Having a “just go for it” mentality when it comes to traveling has gotten me really far in a lot of cases. However, it has also left me with the thought of, “if only I had known…” plenty of times. When you travel, you’re left vulnerable to making mistakes. After all, you’re in a new place, you're not as familiar to the customs, cultures and even languages and on top of that, you’re constantly making decisions to keep you safe and get you from point A to B. After I returned home from my four month trip through Europe, I made a mental list of the things I wished I’d known before traveling there. I hope that reading through them will help prepare you for an unforgettable journey through an amazing, history filled part of the world. Here are five things I wish I knew before traveling in Europe.

If You Get Sick, Don’t Avoid Medical Help

I don’t mean to start this list off with something so dire, but avoiding medical attention to dodge an overseas medical bill can be a dangerous mistake. If you get sick or injured during your eurotrip, start off by going to a pharmacy and getting a pharmacist’s opinion. In many cases, they can diagnose and give you medicine that you’d have to get a prescription for in the States. When I was in France, I got a stomach bug and was throwing up all night. The next morning, I went to a pharmacy and they gave me these little pink pills that literally cured me. The best part was that they were only 5 euros.

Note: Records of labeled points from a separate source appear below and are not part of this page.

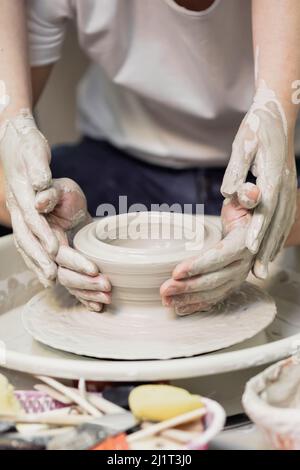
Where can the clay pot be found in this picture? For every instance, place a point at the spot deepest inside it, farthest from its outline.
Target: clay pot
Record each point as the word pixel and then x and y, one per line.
pixel 138 251
pixel 272 400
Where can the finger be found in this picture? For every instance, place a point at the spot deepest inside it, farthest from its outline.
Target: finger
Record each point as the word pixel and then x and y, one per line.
pixel 263 214
pixel 293 201
pixel 33 267
pixel 61 235
pixel 36 155
pixel 210 297
pixel 25 198
pixel 30 245
pixel 237 270
pixel 277 233
pixel 249 195
pixel 92 306
pixel 74 280
pixel 240 162
pixel 228 250
pixel 283 240
pixel 91 296
pixel 45 201
pixel 69 258
pixel 193 308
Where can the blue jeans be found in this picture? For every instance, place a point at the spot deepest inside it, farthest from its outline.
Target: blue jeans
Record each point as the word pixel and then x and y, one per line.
pixel 105 172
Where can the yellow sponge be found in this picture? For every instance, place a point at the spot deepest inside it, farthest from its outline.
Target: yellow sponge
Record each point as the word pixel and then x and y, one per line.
pixel 8 402
pixel 161 402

In some cases, the pharmacy won’t do and you’ll need to see a doctor, It’s best not to avoid that either. Unfortunately, this happened to me too while I was in Ireland. I had a cold that just wouldn’t go away and I kept avoiding a doctor’s visit, because I imagined it would be hundreds of dollars, which I just didn’t want to deal with. After my cough got so bad that I started to worry, I finally begrudgingly went to the nearest local doctor in Kilkenny to find out that the cost for a prescription of antibiotics and my doctor’s visit was 50 euros. Obviously, I would have rather avoided paying it, but it wasn’t the hole in my wallet that I thought it was going to be. Bottom line: don’t put off seeking medical attention when you travel, especially when you’re in a continent known for its health care. I promise, it’ll be a lot cheaper than ending up in the ER, because you didn’t seek medical help soon enough.

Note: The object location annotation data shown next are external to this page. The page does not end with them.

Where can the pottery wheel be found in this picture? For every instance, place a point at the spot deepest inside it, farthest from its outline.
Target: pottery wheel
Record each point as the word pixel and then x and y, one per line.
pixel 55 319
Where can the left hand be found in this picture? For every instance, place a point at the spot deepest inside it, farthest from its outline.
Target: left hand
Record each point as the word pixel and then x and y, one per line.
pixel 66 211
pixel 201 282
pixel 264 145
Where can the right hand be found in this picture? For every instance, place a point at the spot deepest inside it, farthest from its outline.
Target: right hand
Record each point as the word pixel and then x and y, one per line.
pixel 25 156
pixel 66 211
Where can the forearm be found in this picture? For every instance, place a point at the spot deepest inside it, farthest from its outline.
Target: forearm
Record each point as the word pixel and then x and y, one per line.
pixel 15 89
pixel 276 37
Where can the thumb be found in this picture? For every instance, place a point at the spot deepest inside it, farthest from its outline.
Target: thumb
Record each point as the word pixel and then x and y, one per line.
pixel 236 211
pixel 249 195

Always Carry Cash With You

I’m so used to not having to worry about having cash on hand when in the US. I can easily go months without even touching a green bill with a ride a few taps of my smartphone away thanks to rideshare apps and only obscure places not accepting cards. However, things are a little different on the other side of the pond. Many places do in fact accept credit and debit cards, but there were more instances than I could count in which bars, restaurants, and even grocery stores wouldn't accept my VISA.

One occurrence in Amsterdam was particularly painful. I had finished unloading my cart full of groceries at a checkout stand, when I was told that it was cash only. I was directed to an ATM, but after several attempts to withdraw money, I had to accept  the fact that it was out of order and had no choice, but to embarrassingly leave empty-handed.

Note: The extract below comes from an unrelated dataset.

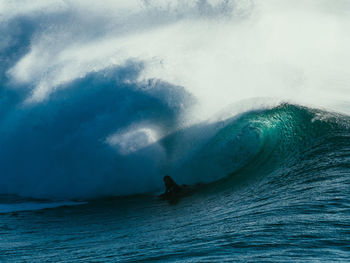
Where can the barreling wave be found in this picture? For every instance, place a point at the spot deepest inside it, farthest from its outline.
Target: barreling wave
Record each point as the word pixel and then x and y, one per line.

Bottom-line: you’re going to need cash a lot more when in Europe, so it’s best to always have some on hand. Don’t exchange any at an airport, but wait until you can find an ATM to get the best exchange rate. It’s also best to withdraw as big of a sum as the ATM will allow so that you minimize the number of ATM fees you rack up.

Be Prepared to Talk Politics

This was more exaggerated for me, because I was traveling in the middle of the US election cycle. Regardless, no matter how much you know or care about politics, be prepared to be asked about your political views and even personal questions you’re not exactly comfortable with.

If you’re not well-versed in politics, then I recommend taking the time to look at what’s happening in your country before traveling to Europe. Like it or not, people tend to expect you to know a lot about governmental decisions and how it’s affecting the world. Additionally, if your political views don’t match with someone else’s, don’t lose your cool, even if the other person seems to be taking out their frustration on you.

Adaptors and Chargers Are Your Best Friend

Notice the plural here. If you’re traveling with your camera, laptop, phone and any other electronics, then having one adaptor is going to be a pain.

Keep in mind that there isn’t a universal adaptor for Europe and so make sure you buy multiple all-in-one adaptors that will give you all the adaptors you’ll need when traveling in Europe. Although the extra cost is annoying, you’ll be thankful that you didn’t make the mistake of traveling with one adaptor and five different things that need charging. Additionally, bring extra USB cables! I can’t stress this enough. I started my journey with four cables and came back with one. Not only do they have a terribly short lifespan, but they’re one of those things that you can easily accidentally leave behind.

Do Your Research into the Cheapest Mode of Transportation

Transportation is usually the most expensive part of a trip. There really is no way to get around the cost of getting from one place to another. That being said, you can save hundreds of dollars by doing your research into the cheapest mode of transportation.

For example, in France I saved 80 euros by taking a bus from Lyon to Paris instead of the train and in Ireland I made the mistake of paying 50 euros for a train ticket when I found out the next day that I could have taken a charter bus for 10. Yes, finding the cheapest option usually means you’re going to have to deal with longer travel days, but bring a book or download a movie, the savings are worth it.